Re: [PATCH v3] libstdc++: Fix handling of surrogate CP in codecvt [PR108976]

2023-09-29 Thread Jonathan Wakely
On Thu, 28 Sept 2023 at 20:39, Dimitrij Mijoski via Libstdc++
 wrote:
>
> This patch fixes the handling of surrogate code points in all standard
> facets for transcoding Unicode that are based on std::codecvt. Surrogate
> code points should always be treated as error. On the other hand
> surrogate code units can only appear in UTF-16 and only when they come
> in a proper pair.
>
> Additionally, it fixes a bug in std::codecvt_utf16::in() when odd number
> of bytes were given in the range [from, from_end), error was returned
> always.

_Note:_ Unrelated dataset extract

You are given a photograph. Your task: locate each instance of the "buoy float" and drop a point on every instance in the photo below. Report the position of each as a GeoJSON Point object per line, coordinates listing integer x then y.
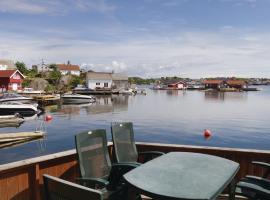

The last byte in such range does not form a full UTF-16 code
> unit and we can not make any decisions for error, instead partial should
> be returned.
>
> The testsuite for testing these facets was updated in the following
> order:
>
> 1. All functions that test codecvts that work with UTF-8 were refactored
>and made more generic so they accept codecvt that works with the char
>type char8_t.
> 2. The same functions were updated with new test cases for transcoding
>errors and now additionally test for surrogates, overlong UTF-8
>sequences, code points out of the Unicode range, and more tests for
>missing leading and trailing code units.
> 3. New tests were added to test codecvt_utf16 in both of its variants,
>UTF-16 <-> UTF-32/UCS-4 and UTF-16 <-> UCS-2.
>
> libstdc++-v3/ChangeLog:
>
> * src/c++11/codecvt.cc (read_utf8_code_point): Fix handing of
> surrogates in UTF-8.
> (ucs4_out): Fix handling of surrogates in UCS-4 -> UTF-8.
> (ucs4_in): Fix handling of range with odd number of bytes.
> (ucs4_out): Fix handling of surrogates in UCS-4 -> UTF-16.
> (ucs2_out): Fix handling of surrogates in UCS-2 -> UTF-16.
> (ucs2_in): Fix handling of range with odd number of bytes.
> (__codecvt_utf16_base::do_in): Likewise.
> (__codecvt_utf16_base::do_in): Likewise.
> (__codecvt_utf16_base::do_in): Likewise.
> * testsuite/22_locale/codecvt/codecvt_unicode.cc: Renames, add
> tests for codecvt_utf16 and codecvt_utf16.
> * testsuite/22_locale/codecvt/codecvt_unicode.h: Refactor UTF-8
> testing functions for char8_t, add more test cases for errors,
> add testing functions for codecvt_utf16.
> * testsuite/22_locale/codecvt/codecvt_unicode_wchar_t.cc:
> Renames, add tests for codecvt_utf16.
> * testsuite/22_locale/codecvt/codecvt_utf16/79980.cc (test06):
> Fix test.
> * testsuite/22_locale/codecvt/codecvt_unicode_char8_t.cc: New test.

Thanks, your v2 patch was still on my TODO list. I've pushed this
version to trunk now.



[PATCH v3] libstdc++: Fix handling of surrogate CP in codecvt [PR108976]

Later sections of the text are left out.